Baclofen activates voltage-dependent and 4-aminopyridine sensitive K+ conductance in guinea-pig hippocampal pyramidal cells maintained in vitro.

The ionic mechanism underlying the effect of (-)-baclofen in the hippocampus was investigated using guinea-pig brain slices. (-)-Baclofen either perfused or applied directly by microiontophoresis hyperpolarized the membrane and decreased the membrane input resistance of pyramidal cells in a dose-dependent manner. The value of the reversal potential for the baclofen-induced hyperpolarization, as estimated from the current-voltage relationships, was about -95mV. The reversal potential of the baclofen-induced hyperpolarization measured directly coincided with that for the post-burst hyperpolarization which is known to result from an activation of Ca2+-activated K+ conductance.

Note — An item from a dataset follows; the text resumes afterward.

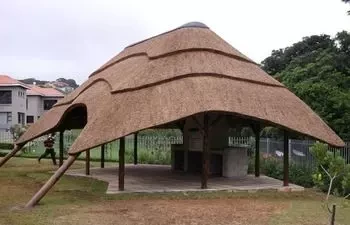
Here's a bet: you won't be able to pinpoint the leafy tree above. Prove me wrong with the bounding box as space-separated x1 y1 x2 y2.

The amplitude of the baclofen-induced hyperpolarization was increased in low K+ (1.24 mM) medium whereas the hyperpolarization was decreased or abolished in high K+ (12.4 and 25 mM). Low Cl- (10.2 mM) medium had no noticeable effect on the baclofen-induced hyperpolarization. The effect of baclofen was antagonized by a low dose of 4-aminopyridine (5 X 10(-6) M) whereas it was unaffected by picrotoxin (2 X 10(-5) M). These results strongly suggest that the effect of baclofen is mediated by an increase in K+ conductance.